View attachment 10930
View attachment 10931
View attachment 10932
View attachment 10933
View attachment 10934

Here are some pics of the oar rests. 


Sent from my iPhone using Mountain Buzz


----------



## Dr.AndyDVM (Jul 28, 2014)

And here's one showing them in action. 
View attachment 10935


I cinch them in place with a 2'strap and trailer them that way. It makes launching and rigging a breeze. We are on the water as fast as I can put on my vest and undo those two straps. 

Sent from my iPhone using Mountain Buzz


----------



## BmfnL (May 23, 2009)

The super simple solution on a big oval is to have loops of paracord as long as your oar towers are tall tied to your frame on each side just aft of your seat. As you swing the blades to their resting spot, the handles come into position over their respective loops and you put 'em in, holding your oars at rest.

Catarafts with a forward rowing position come with the default oar rest between the ta-tas.


----------



## k2andcannoli (Feb 28, 2012)

Exactly, on a cat just throw um in the cleavage


----------



## spider (Jun 20, 2011)

PVC. Slide it down one oar and then slip it over both to hold oars. I don't do this but have seen others do it.


----------



## seantana (Mar 5, 2015)

I usually just tuck my blade tips into the chicken line and rest them on the front D-rings.


----------



## Schutzie (Feb 5, 2013)

Oar rests?
Well, if you just gotta fish, either the chicken line or the spare oar or under your seat. You don't need no stinkin "oar rest" at $20.

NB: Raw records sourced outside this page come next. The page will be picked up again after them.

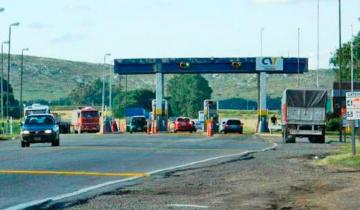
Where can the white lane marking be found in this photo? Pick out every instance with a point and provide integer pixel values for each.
(188, 206)
(94, 187)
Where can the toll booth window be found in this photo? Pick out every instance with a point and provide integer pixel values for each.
(212, 105)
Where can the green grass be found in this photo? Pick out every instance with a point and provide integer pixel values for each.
(343, 158)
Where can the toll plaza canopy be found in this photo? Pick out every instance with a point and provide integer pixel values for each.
(271, 65)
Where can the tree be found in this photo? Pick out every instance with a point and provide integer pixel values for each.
(346, 59)
(89, 93)
(187, 94)
(135, 98)
(13, 103)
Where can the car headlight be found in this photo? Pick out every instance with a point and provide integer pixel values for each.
(25, 132)
(48, 131)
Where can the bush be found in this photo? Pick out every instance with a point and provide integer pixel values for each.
(333, 124)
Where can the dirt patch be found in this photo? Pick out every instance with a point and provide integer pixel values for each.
(284, 179)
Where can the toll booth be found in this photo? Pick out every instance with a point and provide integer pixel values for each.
(160, 115)
(211, 108)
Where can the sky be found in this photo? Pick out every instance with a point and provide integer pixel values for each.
(84, 30)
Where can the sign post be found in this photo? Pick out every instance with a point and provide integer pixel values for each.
(352, 114)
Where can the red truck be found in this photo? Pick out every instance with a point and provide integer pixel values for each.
(85, 119)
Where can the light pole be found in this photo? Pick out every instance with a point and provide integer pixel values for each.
(8, 75)
(318, 43)
(298, 57)
(2, 79)
(340, 67)
(110, 88)
(103, 93)
(21, 79)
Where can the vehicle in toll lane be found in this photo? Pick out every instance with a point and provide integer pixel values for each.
(40, 128)
(136, 124)
(183, 124)
(231, 126)
(85, 120)
(304, 114)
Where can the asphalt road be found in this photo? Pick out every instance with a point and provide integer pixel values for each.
(42, 171)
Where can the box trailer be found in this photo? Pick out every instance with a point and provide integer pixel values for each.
(304, 114)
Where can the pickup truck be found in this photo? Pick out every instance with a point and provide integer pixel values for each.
(304, 115)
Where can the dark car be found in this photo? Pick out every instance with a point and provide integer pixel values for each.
(231, 126)
(40, 128)
(184, 124)
(137, 124)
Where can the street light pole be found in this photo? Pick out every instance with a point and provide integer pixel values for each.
(21, 80)
(8, 71)
(110, 89)
(2, 80)
(103, 94)
(298, 57)
(318, 43)
(340, 67)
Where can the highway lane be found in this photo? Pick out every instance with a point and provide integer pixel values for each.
(42, 171)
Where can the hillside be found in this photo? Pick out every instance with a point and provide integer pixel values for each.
(51, 79)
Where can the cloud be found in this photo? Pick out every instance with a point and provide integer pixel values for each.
(68, 38)
(74, 6)
(270, 1)
(38, 26)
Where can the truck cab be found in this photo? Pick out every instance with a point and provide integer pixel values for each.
(85, 119)
(36, 109)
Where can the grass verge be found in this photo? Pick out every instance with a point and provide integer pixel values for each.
(343, 158)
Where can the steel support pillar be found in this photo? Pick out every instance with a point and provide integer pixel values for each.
(263, 113)
(159, 111)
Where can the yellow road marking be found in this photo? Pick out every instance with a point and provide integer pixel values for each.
(71, 173)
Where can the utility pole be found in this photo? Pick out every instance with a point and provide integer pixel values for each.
(2, 80)
(8, 76)
(103, 96)
(318, 43)
(298, 76)
(353, 143)
(21, 81)
(340, 67)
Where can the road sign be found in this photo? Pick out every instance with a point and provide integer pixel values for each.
(269, 64)
(353, 105)
(244, 65)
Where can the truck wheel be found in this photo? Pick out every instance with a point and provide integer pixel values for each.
(292, 139)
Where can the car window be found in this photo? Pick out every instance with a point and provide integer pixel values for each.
(39, 120)
(233, 122)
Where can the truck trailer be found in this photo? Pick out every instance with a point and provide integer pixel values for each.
(304, 115)
(85, 119)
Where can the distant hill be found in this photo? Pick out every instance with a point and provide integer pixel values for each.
(51, 79)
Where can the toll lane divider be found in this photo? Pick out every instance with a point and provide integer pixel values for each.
(106, 184)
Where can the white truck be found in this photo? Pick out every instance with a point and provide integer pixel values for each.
(304, 115)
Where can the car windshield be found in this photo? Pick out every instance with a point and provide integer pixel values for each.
(89, 114)
(35, 111)
(233, 122)
(139, 120)
(39, 120)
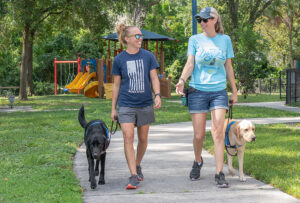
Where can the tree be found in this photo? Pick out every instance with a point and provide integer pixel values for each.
(30, 16)
(242, 15)
(286, 12)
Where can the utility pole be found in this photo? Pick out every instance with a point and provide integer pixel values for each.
(194, 12)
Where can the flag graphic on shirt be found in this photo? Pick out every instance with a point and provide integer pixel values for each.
(135, 71)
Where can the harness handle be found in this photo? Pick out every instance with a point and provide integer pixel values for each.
(112, 130)
(229, 118)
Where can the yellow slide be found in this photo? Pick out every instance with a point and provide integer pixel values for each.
(70, 85)
(91, 90)
(82, 82)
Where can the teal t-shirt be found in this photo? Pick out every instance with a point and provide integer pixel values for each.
(210, 56)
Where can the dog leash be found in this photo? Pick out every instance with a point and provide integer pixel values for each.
(116, 123)
(228, 125)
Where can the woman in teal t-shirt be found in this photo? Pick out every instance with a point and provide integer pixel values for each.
(209, 63)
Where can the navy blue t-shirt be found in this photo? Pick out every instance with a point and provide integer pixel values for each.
(134, 69)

And if it's for when you're just floating along, you know, sitting, then the underside of your knee.


----------



## Domar Dave (Feb 4, 2011)

I ship my oars just like Colorado Steve - on the spares. As in 2 spares. If you ever lose or break an oar early on a multi-day you will love having a second spare. A spare oar on each side is also good for a swimmer to grab onto. And it looks better to have a balanced rig. But, like Schutzie, I am way too old to know what I'm talking about.


----------



## sea hag (Mar 24, 2006)

I just ship them and set the handles down on the opposite side diamond plate. Tough, I know..........


----------



## BCJ (Mar 3, 2008)

Schutzie how come you'z always right?


----------



## FatmanZ (Sep 15, 2004)

Kids work good to stow the oars - it gives them a chance to row a bit. Even better, put one kid on each oar and teach them how to spin the raft. That will keep then entertained, at least until other passengers start to turn green. My 8 and 10 year olds did that this past fall on a day run. My wife thought it was funny for the first few minutes, at least until she started retching over the side of the raft.....


----------



## Schutzie (Feb 5, 2013)

BCJ said:


> Schutzie how come you'z always right?


OI!
How's the new job going?
And I'm always right except when my wife is right.
Then, even if we agree, I'm wrong and she's right.
Cause, you know, when you're married that's just the way it is.


----------



## mattman (Jan 30, 2015)

BCJ said:


> Schutzie how come you'z always right?


Because he's been boating for like forever yo, he's like the rafting Yoda!


----------



## Stiff N' Wett (Feb 18, 2010)

I try never to ship my oars if you hit a rock or the bank it will swipe your front person off the boat or hit yourself. I think stowing them the length of your boat is better.


----------



## Sembob (Feb 27, 2014)

That trick Spider mentioned works great. 


Jim


----------



## Riverman4utoday (Jun 21, 2013)

My raft has a full perimeter line on it and I simply tuck the blade between the webbing and the raft so that it rests on a D-ring. In essence didn't cost me a thing since I was already putting the line on.


----------



## Panama Red (Feb 10, 2015)

Buy counter balanced oars the blade bobs around keeping the handle in arms reach?

I'd take that deal n crawfish, then drill that ole devil in the ass.


----------